'Youth and Med' conference promotes 'engaged dialogue'

Alessandro Azzoni introducing the conference

 ROME -- A New-Med conference on ‘Youth and the Mediterranean’ was held Thursday at the capital’s Ministry of Foreign Affairs, with eight young scholars from the Middle East and North Africa (MENA) discussing topics such as climate change, radicalisation, state-society relations and migration.

 The conference ‘Youth and the Mediterranean: Exploring New Approaches to Dialogue and Cooperation,’ was organised under the auspices of the Italian Chairmanship of the Organisation for Security and Cooperation in Europe (OSCE) Mediterranean Contact Group.

 Its aim was to promote dialogue within and about the Mediterranean -- “a region defined by conflict,” said one of the introductory speakers Alessandro Azzoni, the Permanent Mission of Italy to the OSCE.

 “A new dialogue is needed,” said Azzoni. “Youth is where we should find answers, not only questions -- we are fed up of hearing of youth as a source of problems. Young people make up 60 percent of the Mediterranean’s population and is the largest growing section, so we should put youth perspectives at the centre of the dialogue and promote empowerment and engagement. This is key for security, peace and freedom.”

 “These young participants are here because of the future they have imagined for their region,” continued Azzoni.

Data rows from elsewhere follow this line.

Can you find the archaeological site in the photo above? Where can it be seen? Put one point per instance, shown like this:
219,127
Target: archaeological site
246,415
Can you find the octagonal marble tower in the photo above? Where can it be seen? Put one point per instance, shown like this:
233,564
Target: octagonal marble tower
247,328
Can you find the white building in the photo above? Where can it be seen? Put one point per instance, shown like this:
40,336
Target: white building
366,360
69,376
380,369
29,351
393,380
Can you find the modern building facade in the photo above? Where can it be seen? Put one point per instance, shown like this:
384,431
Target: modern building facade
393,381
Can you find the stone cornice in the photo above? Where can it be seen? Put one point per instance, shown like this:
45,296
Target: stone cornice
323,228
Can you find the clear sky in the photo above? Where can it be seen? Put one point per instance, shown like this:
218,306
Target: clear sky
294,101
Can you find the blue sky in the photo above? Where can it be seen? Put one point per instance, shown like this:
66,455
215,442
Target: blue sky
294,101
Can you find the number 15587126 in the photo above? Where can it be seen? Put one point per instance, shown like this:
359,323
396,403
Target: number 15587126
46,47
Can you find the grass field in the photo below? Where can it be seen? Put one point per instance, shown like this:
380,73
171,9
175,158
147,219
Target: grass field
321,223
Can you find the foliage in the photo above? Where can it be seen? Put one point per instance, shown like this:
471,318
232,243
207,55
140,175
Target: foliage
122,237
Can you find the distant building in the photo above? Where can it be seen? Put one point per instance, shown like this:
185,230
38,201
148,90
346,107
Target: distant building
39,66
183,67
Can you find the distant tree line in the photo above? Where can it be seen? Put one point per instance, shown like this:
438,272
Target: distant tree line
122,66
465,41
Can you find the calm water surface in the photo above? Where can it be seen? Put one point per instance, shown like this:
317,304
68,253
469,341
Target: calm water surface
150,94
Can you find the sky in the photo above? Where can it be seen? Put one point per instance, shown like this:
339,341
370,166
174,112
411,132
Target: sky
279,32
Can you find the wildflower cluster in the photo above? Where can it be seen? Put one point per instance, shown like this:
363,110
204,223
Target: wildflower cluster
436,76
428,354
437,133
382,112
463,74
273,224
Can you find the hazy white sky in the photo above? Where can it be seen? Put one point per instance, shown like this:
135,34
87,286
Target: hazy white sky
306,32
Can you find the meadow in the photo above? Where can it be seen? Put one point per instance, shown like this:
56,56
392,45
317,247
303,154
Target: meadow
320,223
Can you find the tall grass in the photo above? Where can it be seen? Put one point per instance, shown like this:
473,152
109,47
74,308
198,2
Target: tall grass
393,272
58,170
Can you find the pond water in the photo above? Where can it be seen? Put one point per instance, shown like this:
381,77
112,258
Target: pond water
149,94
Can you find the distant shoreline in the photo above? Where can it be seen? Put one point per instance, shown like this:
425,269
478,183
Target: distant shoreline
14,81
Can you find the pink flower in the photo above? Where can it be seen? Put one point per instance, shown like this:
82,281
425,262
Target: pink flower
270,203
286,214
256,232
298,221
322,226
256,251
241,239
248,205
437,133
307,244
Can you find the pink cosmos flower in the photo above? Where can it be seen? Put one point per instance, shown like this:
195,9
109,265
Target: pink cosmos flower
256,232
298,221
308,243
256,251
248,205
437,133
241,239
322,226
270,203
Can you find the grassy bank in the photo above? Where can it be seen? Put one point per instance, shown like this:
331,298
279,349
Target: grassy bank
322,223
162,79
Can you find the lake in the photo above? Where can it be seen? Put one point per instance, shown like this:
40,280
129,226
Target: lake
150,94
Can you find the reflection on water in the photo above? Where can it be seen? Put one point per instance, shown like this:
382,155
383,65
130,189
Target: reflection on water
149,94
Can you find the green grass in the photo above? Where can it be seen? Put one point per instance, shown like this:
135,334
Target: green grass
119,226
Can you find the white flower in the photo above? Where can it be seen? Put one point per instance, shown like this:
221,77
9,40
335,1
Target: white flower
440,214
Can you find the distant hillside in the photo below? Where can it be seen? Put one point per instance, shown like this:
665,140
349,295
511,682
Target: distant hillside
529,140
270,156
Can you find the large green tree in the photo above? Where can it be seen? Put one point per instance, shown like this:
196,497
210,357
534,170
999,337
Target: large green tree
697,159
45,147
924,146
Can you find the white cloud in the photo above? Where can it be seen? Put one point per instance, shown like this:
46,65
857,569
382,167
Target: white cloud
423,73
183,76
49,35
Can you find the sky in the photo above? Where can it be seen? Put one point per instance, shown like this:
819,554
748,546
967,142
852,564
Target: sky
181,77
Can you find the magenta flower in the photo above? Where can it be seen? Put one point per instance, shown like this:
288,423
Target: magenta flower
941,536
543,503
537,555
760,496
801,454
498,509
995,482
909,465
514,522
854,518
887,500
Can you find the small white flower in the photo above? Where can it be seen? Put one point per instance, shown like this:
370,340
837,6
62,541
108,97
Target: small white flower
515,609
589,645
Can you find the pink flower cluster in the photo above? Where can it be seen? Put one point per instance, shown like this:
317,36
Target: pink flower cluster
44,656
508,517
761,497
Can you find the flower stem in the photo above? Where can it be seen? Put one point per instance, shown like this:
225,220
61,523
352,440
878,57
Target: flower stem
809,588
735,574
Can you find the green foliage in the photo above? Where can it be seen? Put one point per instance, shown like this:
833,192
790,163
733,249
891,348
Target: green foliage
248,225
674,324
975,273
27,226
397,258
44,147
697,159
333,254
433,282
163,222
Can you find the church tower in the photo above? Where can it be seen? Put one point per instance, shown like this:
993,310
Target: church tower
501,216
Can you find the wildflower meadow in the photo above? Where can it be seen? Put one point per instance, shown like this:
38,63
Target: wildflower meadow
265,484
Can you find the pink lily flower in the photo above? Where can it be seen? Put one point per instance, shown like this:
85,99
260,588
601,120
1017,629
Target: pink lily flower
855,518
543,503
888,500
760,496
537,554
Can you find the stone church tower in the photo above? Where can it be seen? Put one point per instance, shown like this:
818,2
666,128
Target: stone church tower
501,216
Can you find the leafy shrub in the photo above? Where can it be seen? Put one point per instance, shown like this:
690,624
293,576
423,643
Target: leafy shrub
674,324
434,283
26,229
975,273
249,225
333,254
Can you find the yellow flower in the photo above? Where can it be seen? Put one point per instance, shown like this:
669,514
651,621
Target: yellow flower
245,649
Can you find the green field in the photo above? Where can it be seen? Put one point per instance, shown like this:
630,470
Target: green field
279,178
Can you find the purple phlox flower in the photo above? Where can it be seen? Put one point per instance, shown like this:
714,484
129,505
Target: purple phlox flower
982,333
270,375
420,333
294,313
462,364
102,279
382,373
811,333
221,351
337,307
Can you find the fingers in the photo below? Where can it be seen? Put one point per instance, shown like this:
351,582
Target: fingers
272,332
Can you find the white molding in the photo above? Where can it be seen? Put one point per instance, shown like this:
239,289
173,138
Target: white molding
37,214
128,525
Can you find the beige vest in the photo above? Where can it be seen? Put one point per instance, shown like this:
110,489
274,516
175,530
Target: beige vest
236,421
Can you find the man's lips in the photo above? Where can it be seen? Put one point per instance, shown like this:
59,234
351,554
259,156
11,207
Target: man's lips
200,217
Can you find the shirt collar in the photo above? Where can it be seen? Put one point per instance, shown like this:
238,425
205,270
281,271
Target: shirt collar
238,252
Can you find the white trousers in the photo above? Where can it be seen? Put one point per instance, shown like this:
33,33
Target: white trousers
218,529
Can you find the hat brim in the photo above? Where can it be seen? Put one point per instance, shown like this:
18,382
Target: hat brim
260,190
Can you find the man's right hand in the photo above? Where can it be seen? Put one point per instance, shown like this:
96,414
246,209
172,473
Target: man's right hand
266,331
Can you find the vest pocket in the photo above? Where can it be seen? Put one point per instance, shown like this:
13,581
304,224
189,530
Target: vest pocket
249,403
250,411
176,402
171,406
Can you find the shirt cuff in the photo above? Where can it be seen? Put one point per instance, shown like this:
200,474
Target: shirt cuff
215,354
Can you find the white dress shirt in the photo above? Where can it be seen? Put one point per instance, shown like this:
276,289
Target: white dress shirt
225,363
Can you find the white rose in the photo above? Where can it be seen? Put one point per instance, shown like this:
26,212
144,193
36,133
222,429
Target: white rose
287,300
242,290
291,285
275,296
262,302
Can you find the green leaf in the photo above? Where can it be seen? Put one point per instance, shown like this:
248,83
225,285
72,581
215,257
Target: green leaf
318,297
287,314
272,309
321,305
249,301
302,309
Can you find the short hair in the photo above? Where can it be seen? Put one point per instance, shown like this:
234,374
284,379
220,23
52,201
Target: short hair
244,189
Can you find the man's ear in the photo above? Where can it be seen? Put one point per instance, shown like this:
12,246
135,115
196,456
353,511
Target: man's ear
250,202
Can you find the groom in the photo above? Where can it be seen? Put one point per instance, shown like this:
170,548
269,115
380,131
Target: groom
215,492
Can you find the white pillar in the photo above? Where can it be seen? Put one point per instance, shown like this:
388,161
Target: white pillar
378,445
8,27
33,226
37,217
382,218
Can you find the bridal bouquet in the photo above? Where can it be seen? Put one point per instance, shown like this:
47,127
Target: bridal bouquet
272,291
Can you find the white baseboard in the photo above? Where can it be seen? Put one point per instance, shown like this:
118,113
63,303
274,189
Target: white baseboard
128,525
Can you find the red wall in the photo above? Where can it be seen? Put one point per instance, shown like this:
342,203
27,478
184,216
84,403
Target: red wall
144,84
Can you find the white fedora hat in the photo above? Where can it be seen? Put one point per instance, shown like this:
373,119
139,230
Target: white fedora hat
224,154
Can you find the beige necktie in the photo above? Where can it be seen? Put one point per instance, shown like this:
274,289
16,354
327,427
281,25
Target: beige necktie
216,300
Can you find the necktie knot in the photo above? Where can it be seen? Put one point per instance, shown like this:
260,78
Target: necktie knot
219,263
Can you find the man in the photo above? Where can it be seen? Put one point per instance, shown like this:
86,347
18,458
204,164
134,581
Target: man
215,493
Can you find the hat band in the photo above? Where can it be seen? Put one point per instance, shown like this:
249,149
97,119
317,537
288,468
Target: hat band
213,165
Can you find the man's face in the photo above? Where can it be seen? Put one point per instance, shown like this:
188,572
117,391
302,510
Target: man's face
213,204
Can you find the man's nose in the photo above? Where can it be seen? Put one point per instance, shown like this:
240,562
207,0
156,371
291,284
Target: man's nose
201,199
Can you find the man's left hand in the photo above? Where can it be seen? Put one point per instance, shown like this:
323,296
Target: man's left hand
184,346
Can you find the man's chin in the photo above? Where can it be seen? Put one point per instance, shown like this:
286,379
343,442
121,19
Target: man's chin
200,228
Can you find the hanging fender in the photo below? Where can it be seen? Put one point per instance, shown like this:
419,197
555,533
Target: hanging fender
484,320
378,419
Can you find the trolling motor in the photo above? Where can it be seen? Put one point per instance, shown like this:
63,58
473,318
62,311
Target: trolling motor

The young scholars from international universities were selected through a rigorous application process and were paired with a number of experts in their different fields to encourage new ideas and approaches on dialogue and cooperation in the Mediterranean region.

 The day was split up into four sessions, each led by a different Chair and two scholars -- “Environmental Challenges and Climate Change,” “Citizenship and the Weakening of the State System,” “Radicalisation and the ISIS Threat,” and “Migration and the Refugees Crisis.”

 This opening session focused on two key themes associated with the risks of climate change and environmental degradation -- water scarcity and the politics of water management, and food and nutrition security in the Southern and Eastern Mediterranean (the MENA region is considered the most food insecure in the world).

 The second session addressed some of the root drivers for state fragility in the MENA region, with a particular focus on the role of gender and youth in pushing for a renegotiation of the social contract based on a new vision of inclusive citizenship and equality before the law. 

 The penultimate session addressed the ISIS phenomenon from the standpoint of the youth in the MENA, analysing the narratives accompanying the rise of ISIS and means to counter the spread and appeal of its radical ideology. The panellists addressed the tribal, youth and gender dimensions of these issues, focussing in particular on Kurdish female fighters battling ISIS and the role of tribal and youth-based policies in Iraq.

 The final session focused on the different dimensions of the refugee crisis, analysing potential policy options capable of alleviating this growing burden on host countries. Panellists reflected on the prevailing characterization of refugees and migrants as a threat to their host countries and examined whether and to what extent innovative policy approaches may transform the issue of migration and refugees into an opportunity for MENA countries in the economic and social domain.